WAN connection drops after 15 min high load [SOLVED]

nico_idskov

Setup:
2.1-RELEASE (i386) on Intel D945gsejt with Intel dual-nic PCI-card (fxp - Intel 82558 Pro/100).
WAN on fxp0, LAN on fxp1, OPT1 on re0 (RealTek 8168/8111)
100/100mbit connection (DHCP)

Problem:
My trusty pfSense FW has started loosing connection to the internet whenever i download hard for 10+ minutes.
WAN is still reported as up in pfSense, but no traffic gets through. LAN is fine.
Restart seems to be the only way to bring back the connection.

Tested:
Limit my download to 50mbit = i can go forever without incident.
Tried running WAN on the builtin NIC (re0) = Same result
Tried to bypass the FW by connecting a PC straight to the ISP = No problem. Running 96mbit download for over an hour without incident.
Update pfSense (was running 2.0 RC)

It used to work fine and i can't pinpoint a change made around the time when i first saw the problem.

Any ideas?
I'm just about to throw it out the window. :o

stephenw10

Nothing in the system logs?

Steve

nico_idskov

This shows up when it chrashes:

Mar 4 00:31:16 check_reload_status: Reloading filter
Mar 4 00:31:16 check_reload_status: Restarting OpenVPN tunnels/interfaces
Mar 4 00:31:16 check_reload_status: Restarting ipsec tunnels
Mar 4 00:31:16 check_reload_status: updating dyndns WAN_DHCP

stephenw10

That is more of a symptom than a cause.
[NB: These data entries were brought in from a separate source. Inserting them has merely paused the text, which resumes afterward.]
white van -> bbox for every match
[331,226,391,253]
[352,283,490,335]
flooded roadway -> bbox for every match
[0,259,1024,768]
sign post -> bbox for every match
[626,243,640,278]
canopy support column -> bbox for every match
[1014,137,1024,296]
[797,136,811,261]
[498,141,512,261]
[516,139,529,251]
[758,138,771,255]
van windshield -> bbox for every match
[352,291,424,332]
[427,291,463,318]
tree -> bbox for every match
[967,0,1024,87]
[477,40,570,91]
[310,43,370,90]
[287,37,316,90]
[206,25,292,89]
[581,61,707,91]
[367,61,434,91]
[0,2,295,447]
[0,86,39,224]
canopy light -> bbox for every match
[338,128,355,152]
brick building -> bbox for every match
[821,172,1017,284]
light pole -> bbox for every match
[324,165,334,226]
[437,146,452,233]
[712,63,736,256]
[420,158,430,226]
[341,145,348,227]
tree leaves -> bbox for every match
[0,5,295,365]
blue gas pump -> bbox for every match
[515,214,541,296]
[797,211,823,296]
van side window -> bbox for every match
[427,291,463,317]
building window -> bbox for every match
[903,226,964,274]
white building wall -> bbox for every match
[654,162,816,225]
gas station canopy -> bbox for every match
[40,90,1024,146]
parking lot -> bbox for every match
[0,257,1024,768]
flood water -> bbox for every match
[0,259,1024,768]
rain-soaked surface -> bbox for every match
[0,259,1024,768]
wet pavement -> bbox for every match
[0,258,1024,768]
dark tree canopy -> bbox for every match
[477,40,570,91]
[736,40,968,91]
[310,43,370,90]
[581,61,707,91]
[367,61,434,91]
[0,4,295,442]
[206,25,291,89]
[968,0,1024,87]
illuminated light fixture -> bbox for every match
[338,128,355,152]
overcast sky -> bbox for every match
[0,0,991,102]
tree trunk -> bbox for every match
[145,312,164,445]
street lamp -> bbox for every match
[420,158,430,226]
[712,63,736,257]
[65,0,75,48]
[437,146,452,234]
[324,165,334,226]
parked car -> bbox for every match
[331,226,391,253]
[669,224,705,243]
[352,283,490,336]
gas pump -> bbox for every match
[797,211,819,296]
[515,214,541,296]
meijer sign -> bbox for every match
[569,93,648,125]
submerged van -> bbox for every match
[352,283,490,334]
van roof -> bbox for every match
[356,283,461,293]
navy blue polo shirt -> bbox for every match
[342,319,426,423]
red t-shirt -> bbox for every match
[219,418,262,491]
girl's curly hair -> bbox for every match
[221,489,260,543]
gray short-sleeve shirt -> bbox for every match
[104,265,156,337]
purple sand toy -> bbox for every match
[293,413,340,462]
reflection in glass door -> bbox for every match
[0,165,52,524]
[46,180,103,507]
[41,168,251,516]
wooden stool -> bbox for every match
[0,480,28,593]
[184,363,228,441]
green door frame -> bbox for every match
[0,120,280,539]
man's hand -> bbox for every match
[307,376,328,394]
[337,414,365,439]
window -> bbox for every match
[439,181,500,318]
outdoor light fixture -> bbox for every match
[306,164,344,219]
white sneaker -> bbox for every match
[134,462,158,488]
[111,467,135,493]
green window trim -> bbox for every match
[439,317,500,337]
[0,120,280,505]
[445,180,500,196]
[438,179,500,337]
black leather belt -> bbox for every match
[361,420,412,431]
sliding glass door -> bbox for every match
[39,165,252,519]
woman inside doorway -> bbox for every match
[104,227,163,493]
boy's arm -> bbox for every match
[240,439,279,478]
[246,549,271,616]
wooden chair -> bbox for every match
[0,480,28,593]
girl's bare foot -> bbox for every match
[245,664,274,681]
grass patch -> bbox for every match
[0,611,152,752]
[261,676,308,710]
There are no apinger entries?

What do the RRD quality graphs look like?

You could try a 2.1.1 snapshot, I believe they have a number of fixes for apinger issues.

Steve

nico_idskov

Nothing before this in the log, and nothing after until the reboot.

Will try 2.1.1.

Never heard of RRD graphs before so i just need to figure out what and where they are first ;)

nico_idskov

RRD Quality looks fine in general but it's not hard to see when then WAN drops out.
See attached.

No package-loss except from when the WAN is down

Capture.PNG_thumb

stephenw10

Yet that doesn't show 100%. Could be the rounding that RRD does to fit the data.
You might try disabling apinger all together. Go to System: Routing: Gateways: Edit the WAN gateway, advanced section, disable gateway monitoring.
If that solves it you can instead tune apinger to better fit your line conditions.

Steve

nico_idskov

Well that at least made a difference.
Unfortunately not the difference i needed.

After disabling apinger the line crashed after 1-2 min at 100mbit DL.
I tried enabling it again, but now i only get 2 pings through after a reboot before it chrashes again.

Gateway log is now showing:
Mar 4 01:17:40 apinger: Exiting on signal 15.
Mar 4 01:17:21 apinger: ALARM: WAN_DHCP(95.109.99.1) *** down ***
Mar 4 01:17:11 apinger: Starting Alarm Pinger, apinger(24614)
Mar 4 01:17:10 apinger: Exiting on signal 15.
Mar 4 01:15:41 apinger: ALARM: WAN_DHCP(95.109.99.1) *** down ***
Mar 4 01:15:18 apinger: Starting Alarm Pinger, apinger(33575)
Mar 4 01:11:43 apinger: SIGHUP received, reloading configuration.
Mar 4 01:11:40 apinger: SIGHUP received, reloading configuration.
Mar 4 01:11:39 apinger: Starting Alarm Pinger, apinger(24298)
Mar 4 01:11:05 apinger: No usable targets found, exiting
Mar 4 01:11:05 apinger: Starting Alarm Pinger, apinger(38845)
Mar 4 01:10:28 apinger: Exiting on signal 15.
Mar 4 01:10:23 apinger: ALARM: WAN_DHCP(95.109.99.1) *** down ***
Mar 4 01:10:13 apinger: Starting Alarm Pinger, apinger(6083)

Had to bypass the FW now to go online.

stephenw10

Hmm. You could try setting an alternative monitor IP, something publically available like 8.8.8.8.

Steve

nico_idskov

Will try that tonight.
Also prepped a LiveCD on USB to test with.

nico_idskov

Running a fresh install with 2.1.1 embedded.
This seems to have fixed the issue.

Unfortunately i cannot provide much information on what the actual problem was, so for anyone else experiencing this i can only recommend that you try a fresh install of 2.1.1

Appreciate the help Steve!

bryan.paradis

I did read somewhere that this was to do with Multi-WAN stuff happening even on single WAN setups. Maybe that was corrected. Would that make sense?